Last week, Bajagić obtained emails from Invisible Dole—including messages from artists such as Kline, Tauba Auerbach, Ajay Kurian, and Jory Rabinovitz—and took screenshots that she posted to her Instagram account. The messages ranged from straightforward comments and questions to more pointed interrogations of Bajagić’s work and its relation to Rice.

In an email this weekend, Bajagić accused the listserv’s members of “Gestapo-style tactics” to shut down the show. “They should be ashamed. They need be held accountable for policing, controlling, and baselessly silencing their ‘colleagues’ who they don’t understand nor care to (this is evident by their ‘research’), and for the greater good of art.”

Some of those involved in the conversation—including Kurian, Kline, Yi, and Margaret Lee—are involved with the New York gallery 47 Canal, which subsequently became the subject of social-media scorn this weekend by artist Mathieu Malouf.
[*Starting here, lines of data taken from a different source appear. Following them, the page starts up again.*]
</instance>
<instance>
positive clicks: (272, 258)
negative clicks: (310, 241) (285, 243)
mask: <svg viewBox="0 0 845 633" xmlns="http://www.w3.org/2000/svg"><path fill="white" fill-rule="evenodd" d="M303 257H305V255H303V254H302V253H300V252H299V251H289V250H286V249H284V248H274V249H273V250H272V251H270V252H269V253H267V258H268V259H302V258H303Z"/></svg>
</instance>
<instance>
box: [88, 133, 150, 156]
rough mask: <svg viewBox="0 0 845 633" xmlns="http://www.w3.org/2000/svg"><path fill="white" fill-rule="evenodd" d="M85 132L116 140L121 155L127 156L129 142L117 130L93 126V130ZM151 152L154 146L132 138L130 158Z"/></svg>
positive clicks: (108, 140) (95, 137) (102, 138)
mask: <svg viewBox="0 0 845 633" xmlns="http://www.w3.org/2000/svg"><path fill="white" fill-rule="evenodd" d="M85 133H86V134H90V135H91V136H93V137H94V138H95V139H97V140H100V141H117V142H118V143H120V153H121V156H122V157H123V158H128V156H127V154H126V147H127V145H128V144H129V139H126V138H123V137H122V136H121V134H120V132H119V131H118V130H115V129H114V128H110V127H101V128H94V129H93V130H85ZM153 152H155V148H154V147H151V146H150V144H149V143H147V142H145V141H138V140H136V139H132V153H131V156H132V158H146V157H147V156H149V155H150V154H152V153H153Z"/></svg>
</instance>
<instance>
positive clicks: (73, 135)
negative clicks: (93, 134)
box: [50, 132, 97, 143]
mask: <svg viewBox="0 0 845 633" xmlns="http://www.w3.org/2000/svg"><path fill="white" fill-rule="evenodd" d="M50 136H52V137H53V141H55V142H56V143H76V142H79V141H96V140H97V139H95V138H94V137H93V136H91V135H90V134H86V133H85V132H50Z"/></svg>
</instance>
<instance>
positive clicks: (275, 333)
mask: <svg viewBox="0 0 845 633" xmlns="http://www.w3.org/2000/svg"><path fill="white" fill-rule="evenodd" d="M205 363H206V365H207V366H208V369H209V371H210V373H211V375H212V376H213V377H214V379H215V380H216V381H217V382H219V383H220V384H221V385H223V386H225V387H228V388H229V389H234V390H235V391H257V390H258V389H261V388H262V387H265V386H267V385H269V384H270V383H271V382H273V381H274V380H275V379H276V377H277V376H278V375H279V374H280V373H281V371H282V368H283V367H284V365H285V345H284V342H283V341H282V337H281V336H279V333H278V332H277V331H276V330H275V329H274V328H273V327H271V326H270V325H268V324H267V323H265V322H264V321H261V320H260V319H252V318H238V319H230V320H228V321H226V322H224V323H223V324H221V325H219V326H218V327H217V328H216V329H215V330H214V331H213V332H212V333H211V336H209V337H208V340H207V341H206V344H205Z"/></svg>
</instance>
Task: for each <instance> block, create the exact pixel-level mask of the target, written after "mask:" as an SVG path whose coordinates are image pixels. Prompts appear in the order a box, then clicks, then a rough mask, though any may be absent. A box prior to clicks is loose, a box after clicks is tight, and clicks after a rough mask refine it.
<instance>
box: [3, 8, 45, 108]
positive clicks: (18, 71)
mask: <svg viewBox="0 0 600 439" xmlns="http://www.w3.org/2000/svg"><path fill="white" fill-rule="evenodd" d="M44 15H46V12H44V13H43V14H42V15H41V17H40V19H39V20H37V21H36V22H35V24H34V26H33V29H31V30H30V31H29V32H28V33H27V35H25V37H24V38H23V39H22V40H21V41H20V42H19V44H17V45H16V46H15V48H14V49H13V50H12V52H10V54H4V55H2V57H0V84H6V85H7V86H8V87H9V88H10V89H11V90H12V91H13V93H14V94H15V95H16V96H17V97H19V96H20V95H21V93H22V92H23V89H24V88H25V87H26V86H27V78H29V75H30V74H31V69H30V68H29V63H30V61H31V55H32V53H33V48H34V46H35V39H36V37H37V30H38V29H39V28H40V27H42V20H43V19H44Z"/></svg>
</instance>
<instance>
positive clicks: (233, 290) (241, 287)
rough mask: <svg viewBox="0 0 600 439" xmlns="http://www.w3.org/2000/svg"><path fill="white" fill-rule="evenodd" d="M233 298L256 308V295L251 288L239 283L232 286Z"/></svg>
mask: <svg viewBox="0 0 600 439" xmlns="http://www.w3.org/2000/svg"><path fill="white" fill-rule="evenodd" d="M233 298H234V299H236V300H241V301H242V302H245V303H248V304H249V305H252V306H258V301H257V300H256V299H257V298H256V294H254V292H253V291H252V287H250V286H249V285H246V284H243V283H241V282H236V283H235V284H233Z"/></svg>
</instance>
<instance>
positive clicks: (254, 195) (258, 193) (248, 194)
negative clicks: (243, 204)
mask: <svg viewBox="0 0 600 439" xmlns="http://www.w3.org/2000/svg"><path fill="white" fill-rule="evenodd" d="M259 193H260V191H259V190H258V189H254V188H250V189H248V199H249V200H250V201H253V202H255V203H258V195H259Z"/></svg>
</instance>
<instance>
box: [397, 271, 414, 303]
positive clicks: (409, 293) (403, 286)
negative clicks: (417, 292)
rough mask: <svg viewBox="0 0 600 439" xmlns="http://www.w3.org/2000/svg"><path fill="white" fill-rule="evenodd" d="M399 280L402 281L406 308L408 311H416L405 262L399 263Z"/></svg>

In a sarcastic Instagram post, Malouf wrote, alongside an image of Rice holding a koala, “The ny art world is an amazing community with the best art in the world. Every show, especially at 47 Canal, is our collective way of saying ‘NO’ to nazis, which in 2018 are the single most important threat we face as a peoplekind.”

In a statement in response to insinuation of involvement by 47 Canal and its artists, Oliver Newton, who runs the gallery with Lee, said that neither he nor any of the artists had reached out to Amy Greenspon to protest the show. “ARTnews, Artforum, and Frieze have all reported on this story in such a way that overemphasizes the Invisible Dole’s role and influence,” Newton wrote. “Many of my friends and artists engaged in what they believed was a private conversation about what it means to give a platform to an alleged neo-nazi who advocates for the subjugation of women. This conversation was speculative with no explicit objective.”

Newton’s statement, which is available in full on the gallery’s website, suggests that the email exchange was intended to question how to “look beyond representation and work to support anti-fascist and anti-racist efforts in real life, away from social media and other online platforms. I ask myself these questions daily in order to learn how to better serve my community. We cannot ignore the fact that we are witnessing a reemergence and emboldening of neo-Nazi, fascist, white supremacist, anti-Semitic rhetoric—which was on terrifying display in Charlottesville and [is] on the rise. I want to believe that the individuals who did reach out to Amy Greenspon did so out of care and concern.”

Jared Madere, an artist involved in the debate online, said he shared some of Newton’s concerns about the controversy surrounding the show. Madere, who exhibited Bajagić at his Bed-Stuy Love Affair gallery, wrote in an email to ARTnews, “I do not think the show should have been cancelled for the same reason I believe that prisoners and felons should have the right to vote. Count the population of the planet, they are included—who gave who the authority to make decisions on their behalf or strip them of their voice?” (About Bajagić, Madere said he considers her work “an attempt to angle a mirror to reflect back the horror we as a society have collectively created.”)

Rather than “the pubescent wars being waged on Instagram,” Madere continued, “I would like to have seen this unfold as a public face-to-face conversation with the goal of calmly reaching an understanding between all parties, rather than a blame game witch hunt occurring on private listservs, where mysterious shadow-moderators anonymously snuff out speech in the public cultural sphere.”